On the spiraling concrete path up to the lookout, I assured the distraught girl then realized she was alarmed not by a tick on the guardrail but by a spider, a little spider with a yellow ball on its back.
A couple of hours later in the Museum of the Cherokee Indian I heard the story of Grandmother Spider bringing sun and fire to her people.
While downloading photos and digesting my experience, I realized Grandmother Spider through this child offered herself to me for a photo.
The little spider had been on the side of the rail so I randomly snapped my camera not knowing what I was getting.
I was gifted with the perfect shot for a beautiful story. See the sun in Grandmother Spider's bowl as she makes her way over the horizon?
Ah, stories....As Indigenous people around the world do, the Cherokee shared stories of creation and the ongoing conversation with the animals, plants and Nature. These stories and their teachings were passed on through word of mouth. Although my trip was just a day, I sensed the fire is returning to this community of people, that Grandmother Spider is emerging again very much alive and a light.
Yet in white man's world, we've stories of little substance providing little sustenance. Many people feed on fast food stories offered at the drive-through of instantly accessible media outlets serving up the latest titillating, provocative political, Hollywood scandal that's here today and gone tomorrow.
There are also the unconscious stories in which we're immersed whether we're afraid of a tick or ticked off at someone or something. These stories quietly affect and direct our looking-awake moments.
This week I came across a December 2007 journal in which I had noted: Scientists estimate the average person has 60,000 thoughts daily. All but 2 % of the 60,000 thoughts are the same ones we thought from the day prior.
Don't ask me to quote my source beyond my December '07 journal with the cover that's an imitation of 17th century brocaded paper in gold, green and orange.
I don't think I have 60,000 thoughts in a day but if this is true (and a couple of on-line sites suggest it could be) I imagine many days only a tenth of 2% of them are actually new.
I may have reacted to the alarmed girl on the spiral path, but I alarm myself with the stuck sameness of my thoughts. This unconscious stuckness creating an amnesia in the masses is what fast food stories appeal to offering a quick jolt or shock to the system when most folks don't even realize they're stuck or asleep. Temporarily folks wake up through vicariously experiencing another person's misery, victory or humanity. Then stuckness and sleep returns.
Nature, music and art help me get unstuck oftentimes when I intentionally dig in the dirt or tend my garden.
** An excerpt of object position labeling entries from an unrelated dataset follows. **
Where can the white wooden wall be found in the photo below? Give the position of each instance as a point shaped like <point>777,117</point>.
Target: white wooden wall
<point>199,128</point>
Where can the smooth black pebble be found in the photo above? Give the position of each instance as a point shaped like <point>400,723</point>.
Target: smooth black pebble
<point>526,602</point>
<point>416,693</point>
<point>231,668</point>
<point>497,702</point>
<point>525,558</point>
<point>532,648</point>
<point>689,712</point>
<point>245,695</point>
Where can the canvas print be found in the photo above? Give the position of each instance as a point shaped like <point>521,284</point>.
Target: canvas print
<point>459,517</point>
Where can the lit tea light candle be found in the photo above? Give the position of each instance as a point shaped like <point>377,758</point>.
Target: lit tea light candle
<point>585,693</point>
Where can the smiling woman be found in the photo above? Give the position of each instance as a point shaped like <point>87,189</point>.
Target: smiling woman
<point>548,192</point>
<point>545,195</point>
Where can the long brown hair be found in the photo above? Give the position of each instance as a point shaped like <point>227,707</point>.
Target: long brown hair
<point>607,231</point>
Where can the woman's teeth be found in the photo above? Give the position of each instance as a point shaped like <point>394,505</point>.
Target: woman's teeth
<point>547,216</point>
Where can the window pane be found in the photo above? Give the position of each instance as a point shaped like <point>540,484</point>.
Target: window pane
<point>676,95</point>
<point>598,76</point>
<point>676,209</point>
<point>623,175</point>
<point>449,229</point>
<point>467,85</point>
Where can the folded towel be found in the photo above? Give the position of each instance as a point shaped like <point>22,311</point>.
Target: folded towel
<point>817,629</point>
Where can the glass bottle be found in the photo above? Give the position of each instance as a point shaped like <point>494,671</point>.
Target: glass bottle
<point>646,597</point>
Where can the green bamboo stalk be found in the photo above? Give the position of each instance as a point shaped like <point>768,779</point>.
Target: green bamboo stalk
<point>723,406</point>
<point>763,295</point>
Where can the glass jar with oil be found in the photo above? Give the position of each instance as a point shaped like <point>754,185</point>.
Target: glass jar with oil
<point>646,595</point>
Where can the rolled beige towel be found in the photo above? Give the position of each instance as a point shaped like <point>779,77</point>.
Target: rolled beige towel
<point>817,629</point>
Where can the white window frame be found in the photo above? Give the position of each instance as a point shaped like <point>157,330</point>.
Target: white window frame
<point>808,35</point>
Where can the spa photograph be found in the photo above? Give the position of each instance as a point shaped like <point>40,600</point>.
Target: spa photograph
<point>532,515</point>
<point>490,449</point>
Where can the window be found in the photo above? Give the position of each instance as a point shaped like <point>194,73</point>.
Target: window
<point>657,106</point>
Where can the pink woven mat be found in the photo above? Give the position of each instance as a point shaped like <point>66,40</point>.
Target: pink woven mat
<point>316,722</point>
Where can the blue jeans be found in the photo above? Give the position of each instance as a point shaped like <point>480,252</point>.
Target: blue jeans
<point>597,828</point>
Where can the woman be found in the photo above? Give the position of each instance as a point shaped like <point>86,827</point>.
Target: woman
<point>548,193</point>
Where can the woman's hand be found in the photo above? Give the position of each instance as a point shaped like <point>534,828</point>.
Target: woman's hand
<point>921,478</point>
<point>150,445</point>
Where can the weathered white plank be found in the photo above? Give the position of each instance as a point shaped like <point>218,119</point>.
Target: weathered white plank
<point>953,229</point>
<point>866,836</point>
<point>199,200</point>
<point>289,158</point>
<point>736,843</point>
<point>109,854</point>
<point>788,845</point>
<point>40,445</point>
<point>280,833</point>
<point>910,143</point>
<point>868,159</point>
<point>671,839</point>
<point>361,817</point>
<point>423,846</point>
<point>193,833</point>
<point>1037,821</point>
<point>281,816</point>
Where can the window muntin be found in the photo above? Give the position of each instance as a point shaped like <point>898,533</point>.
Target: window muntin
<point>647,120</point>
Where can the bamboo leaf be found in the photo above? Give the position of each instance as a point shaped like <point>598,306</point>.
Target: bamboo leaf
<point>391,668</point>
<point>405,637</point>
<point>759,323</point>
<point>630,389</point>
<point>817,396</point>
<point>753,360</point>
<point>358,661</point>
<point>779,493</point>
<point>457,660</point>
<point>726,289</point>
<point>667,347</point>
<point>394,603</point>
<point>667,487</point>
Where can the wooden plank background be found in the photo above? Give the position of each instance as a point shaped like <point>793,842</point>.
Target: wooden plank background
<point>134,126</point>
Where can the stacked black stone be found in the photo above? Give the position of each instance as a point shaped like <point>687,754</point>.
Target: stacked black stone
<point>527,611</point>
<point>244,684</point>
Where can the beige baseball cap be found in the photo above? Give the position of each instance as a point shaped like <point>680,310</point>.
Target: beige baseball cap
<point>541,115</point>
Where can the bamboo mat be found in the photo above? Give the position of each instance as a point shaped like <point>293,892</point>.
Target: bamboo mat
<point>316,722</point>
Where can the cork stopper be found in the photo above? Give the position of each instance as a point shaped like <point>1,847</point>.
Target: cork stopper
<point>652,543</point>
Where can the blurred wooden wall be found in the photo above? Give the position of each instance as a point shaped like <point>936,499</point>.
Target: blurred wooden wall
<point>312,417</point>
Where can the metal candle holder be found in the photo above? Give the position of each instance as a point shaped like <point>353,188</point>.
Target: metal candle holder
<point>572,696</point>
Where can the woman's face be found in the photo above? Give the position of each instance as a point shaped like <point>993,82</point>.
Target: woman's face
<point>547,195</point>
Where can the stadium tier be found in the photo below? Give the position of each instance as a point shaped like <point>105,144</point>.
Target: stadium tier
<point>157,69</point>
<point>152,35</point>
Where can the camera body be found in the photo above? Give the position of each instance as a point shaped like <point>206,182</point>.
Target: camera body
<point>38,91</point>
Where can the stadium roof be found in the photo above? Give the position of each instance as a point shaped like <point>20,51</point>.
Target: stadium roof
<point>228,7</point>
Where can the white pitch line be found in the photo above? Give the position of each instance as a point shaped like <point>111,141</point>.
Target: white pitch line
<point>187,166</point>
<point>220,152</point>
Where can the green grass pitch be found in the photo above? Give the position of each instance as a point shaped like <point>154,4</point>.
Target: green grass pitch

Then there are experiences of unexpected grace like those with the spider waking me, prompting me to pay attention to the simple, ever present aspects of beauty in my day and the mysterious layers of unfolding story in my life.
The spider reminds me the animals and insects are here to partner with us. Their messages surround us, helping us find our fire.
They remind us we come here travelers from afar, each with our own pots of light, suns illuminating wherever we are.
Imagine the shift if you stopped to notice and listen for a moment each day to the animals on your life's spiraling path. Imagine the story being offered to sustain you.